A bar like this one doesn't deserve a stock restaurant template.
Crystal runs an eclectic tavern in Ouray — taxidermy on the walls, vintage signs, a soundtrack you wouldn't expect. The Squarespace site she'd been carrying along didn't carry any of it through. Tourists looking up Ouray bars bounced. Locals showed up by word of mouth.
We talked, we listened, we studied the place. Pulled inspiration from her socials, her menu, the stories she told us. Then we built a small, custom site shaped around what's actually on the walls. Menu, hours, events, directions — nothing more, nothing less.
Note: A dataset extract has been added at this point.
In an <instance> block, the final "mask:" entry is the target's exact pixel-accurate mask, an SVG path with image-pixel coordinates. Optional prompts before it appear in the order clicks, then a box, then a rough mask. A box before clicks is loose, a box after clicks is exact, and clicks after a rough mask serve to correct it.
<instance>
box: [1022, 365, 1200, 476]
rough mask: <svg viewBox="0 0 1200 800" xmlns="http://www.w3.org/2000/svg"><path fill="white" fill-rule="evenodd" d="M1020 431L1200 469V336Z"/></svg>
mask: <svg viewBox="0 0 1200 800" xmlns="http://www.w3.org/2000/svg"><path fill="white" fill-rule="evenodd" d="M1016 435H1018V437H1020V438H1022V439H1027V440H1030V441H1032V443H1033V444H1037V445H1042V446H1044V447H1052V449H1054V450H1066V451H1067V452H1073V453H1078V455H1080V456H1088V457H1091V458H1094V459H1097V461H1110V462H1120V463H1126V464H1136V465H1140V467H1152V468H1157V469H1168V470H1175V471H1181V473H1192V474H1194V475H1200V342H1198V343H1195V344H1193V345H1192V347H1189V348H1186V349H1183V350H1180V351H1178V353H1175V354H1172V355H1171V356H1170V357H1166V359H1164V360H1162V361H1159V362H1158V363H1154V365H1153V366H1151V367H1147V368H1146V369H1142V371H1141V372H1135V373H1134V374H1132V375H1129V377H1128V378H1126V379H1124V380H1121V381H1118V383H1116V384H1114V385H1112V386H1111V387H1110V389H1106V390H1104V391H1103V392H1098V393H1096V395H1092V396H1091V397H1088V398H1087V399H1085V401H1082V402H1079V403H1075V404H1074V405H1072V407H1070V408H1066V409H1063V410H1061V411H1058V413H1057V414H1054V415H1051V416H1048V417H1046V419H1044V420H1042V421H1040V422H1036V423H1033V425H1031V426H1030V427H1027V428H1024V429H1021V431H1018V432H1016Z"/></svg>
A site that feels like walking into Cahoots — eclectic, weird in the good way, useful for the things people actually came looking for. The kind of page you bookmark for the next time you're driving through Ouray.
Specific, fast, hers.
Four pages. The ones Crystal actually wanted.
I'm a little weird about Cahoots. Very specific about how it should feel. Katie and Kyle got it on the first try, which never happens. Best money I've spent on the place since the new sound system.
A few weeks. A lot of fun. One Cahoots.
We started by listening.
Long-form calls with Crystal, deep dives into her photos and socials, and a lot of attention to the way she actually talks about Cahoots. By the end of discovery, we had a brand brief shaped around the room itself — nostalgia, vintage signs, weird in the good way.
Custom from the ground up.
No template, no theme — we built the site to match the bar's specific eclectic energy. Typography, layouts, photo treatments, all shaped around how Cahoots actually feels.
The info people actually want.
Menu, hours, location, events — and a small "about" section in Crystal's voice. No bloat, no carousel hero, no "want to rent the space?" pop-up. The site does what a tavern site should do.
Most of her traffic is road-trippers checking their phone.